As food safety standards become increasingly strict, what was once the lower end of a permissible pesticide residue level may be the upper end tomorrow. Laboratories therefore need to be confident that the technology they depend on to quantify these analytes is ready for future challenges.
For instance, high-resolution accurate mass (HRAM) Orbitrap MS from Thermo Fisher Scientific offers sensitivity that can help to safeguard laboratories against changes in MRLs. Hybrid quadrupole Orbitrap mass analyzer instruments combine quadrupole precursor selection with high-resolution accurate mass detection of product ions. The data is acquired at a resolution that can surpass quadrupole-time-of-flight instruments. This selectivity and mass accuracy helps to lower or even eliminate interference and permit lower limits of detection and accurate quantification.

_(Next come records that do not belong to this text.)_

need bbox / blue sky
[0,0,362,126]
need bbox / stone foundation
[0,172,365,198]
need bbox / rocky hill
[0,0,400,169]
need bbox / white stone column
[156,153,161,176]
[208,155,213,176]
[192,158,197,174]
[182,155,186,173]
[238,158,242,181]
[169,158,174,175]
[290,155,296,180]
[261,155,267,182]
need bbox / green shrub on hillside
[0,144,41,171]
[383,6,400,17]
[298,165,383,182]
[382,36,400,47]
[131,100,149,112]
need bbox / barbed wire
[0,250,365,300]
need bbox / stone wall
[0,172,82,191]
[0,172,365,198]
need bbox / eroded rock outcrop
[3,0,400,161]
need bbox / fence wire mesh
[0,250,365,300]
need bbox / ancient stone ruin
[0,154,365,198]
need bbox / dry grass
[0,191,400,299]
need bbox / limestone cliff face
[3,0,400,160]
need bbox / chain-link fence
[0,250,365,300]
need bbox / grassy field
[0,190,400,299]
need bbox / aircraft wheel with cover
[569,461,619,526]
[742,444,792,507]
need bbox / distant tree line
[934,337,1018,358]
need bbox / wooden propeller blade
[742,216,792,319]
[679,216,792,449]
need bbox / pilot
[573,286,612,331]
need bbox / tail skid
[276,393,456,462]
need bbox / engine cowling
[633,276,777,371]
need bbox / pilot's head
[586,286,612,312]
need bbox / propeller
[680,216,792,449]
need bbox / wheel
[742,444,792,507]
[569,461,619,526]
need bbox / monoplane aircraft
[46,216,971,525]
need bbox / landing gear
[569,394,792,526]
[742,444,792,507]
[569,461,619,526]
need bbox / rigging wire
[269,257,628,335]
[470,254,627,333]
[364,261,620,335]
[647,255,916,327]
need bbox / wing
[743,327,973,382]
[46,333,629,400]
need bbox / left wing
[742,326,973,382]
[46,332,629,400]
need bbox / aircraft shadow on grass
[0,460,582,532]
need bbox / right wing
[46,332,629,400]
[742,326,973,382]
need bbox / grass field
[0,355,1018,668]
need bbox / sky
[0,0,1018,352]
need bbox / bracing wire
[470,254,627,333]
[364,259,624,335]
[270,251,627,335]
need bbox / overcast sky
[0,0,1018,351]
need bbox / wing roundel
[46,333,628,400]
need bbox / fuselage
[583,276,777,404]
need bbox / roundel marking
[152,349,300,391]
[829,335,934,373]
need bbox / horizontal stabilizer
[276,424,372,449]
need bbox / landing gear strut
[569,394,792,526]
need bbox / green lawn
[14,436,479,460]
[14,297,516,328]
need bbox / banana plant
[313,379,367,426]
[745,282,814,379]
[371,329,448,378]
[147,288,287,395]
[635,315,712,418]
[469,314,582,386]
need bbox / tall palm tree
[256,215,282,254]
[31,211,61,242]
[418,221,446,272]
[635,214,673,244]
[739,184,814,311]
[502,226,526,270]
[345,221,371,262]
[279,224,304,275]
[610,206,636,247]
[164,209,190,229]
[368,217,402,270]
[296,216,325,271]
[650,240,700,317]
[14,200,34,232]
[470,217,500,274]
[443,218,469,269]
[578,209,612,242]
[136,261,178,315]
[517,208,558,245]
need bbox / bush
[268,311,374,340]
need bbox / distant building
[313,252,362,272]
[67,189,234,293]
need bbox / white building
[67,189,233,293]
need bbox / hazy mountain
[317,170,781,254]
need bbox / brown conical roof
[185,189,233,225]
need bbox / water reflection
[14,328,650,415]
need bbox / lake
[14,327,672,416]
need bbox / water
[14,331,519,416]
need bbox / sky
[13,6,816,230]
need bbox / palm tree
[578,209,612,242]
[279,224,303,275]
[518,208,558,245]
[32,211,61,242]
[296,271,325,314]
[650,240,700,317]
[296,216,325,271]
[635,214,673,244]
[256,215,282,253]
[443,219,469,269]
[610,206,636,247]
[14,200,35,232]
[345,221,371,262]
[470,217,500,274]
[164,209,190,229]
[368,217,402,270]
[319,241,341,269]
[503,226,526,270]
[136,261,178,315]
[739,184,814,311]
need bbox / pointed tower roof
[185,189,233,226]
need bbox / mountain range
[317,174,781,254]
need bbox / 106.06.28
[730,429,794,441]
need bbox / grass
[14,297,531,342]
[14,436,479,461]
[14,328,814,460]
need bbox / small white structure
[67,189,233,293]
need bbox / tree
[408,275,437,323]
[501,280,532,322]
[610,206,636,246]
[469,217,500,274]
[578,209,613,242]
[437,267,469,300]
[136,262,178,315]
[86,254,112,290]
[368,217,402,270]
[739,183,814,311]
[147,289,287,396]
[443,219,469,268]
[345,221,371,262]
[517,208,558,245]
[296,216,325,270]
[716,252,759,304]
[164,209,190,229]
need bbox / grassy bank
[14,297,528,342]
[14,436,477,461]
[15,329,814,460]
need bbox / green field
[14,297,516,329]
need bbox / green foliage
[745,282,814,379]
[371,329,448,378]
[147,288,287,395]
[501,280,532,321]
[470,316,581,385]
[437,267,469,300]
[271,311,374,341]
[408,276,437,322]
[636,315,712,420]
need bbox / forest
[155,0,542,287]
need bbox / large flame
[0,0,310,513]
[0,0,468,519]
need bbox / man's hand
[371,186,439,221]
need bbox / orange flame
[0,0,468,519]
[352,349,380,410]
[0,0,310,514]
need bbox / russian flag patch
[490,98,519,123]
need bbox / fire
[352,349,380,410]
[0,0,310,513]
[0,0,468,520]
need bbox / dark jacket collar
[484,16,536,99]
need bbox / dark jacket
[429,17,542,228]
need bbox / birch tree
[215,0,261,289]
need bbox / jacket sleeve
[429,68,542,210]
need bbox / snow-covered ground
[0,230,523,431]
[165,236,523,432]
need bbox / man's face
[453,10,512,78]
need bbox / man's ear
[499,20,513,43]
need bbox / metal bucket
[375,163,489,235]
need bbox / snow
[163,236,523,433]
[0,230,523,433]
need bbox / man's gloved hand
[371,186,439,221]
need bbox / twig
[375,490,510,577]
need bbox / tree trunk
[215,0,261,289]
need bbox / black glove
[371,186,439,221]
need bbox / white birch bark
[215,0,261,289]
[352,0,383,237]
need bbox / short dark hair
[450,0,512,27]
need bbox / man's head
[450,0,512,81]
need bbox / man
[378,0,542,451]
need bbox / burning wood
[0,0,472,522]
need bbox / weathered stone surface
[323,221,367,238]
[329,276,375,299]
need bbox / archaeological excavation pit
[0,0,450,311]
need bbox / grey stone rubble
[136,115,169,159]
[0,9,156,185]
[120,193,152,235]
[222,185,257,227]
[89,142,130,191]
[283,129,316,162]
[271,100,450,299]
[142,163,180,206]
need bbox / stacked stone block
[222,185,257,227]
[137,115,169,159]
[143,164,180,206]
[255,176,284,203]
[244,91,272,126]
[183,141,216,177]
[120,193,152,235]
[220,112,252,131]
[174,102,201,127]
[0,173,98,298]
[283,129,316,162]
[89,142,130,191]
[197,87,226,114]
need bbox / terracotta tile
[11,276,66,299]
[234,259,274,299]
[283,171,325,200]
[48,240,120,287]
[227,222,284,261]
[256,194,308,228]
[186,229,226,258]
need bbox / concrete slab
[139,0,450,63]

Since MRLs vary for different pesticide-commodity combinations, the techniques used to analyze pesticide residues must be able to identify and quantify analytes over a wide dynamic range. EU limits for pesticide residues in beetroot, for example, vary from 30 milligram/kilogram to as little as 0.03 milligram/kilogram depending on the analyte. The Thermo Scientific Q Exactive Focus hybrid quadrupole-Orbitrap mass spectrometer is an option to meet this challenge, enabling quantitation over a wide dynamic range.
Identifying the Unknown
Routine quantitation of analytes against target lists is incredibly important for the protection of consumer safety, yet for many food safety laboratories it’s only part of the story. As food supply chains become increasingly global and complex, the risk of contamination with previously undetected chemicals becomes greater. However, the detection and identification of these unexpected analytes can be one of the most challenging tasks in pesticide analysis.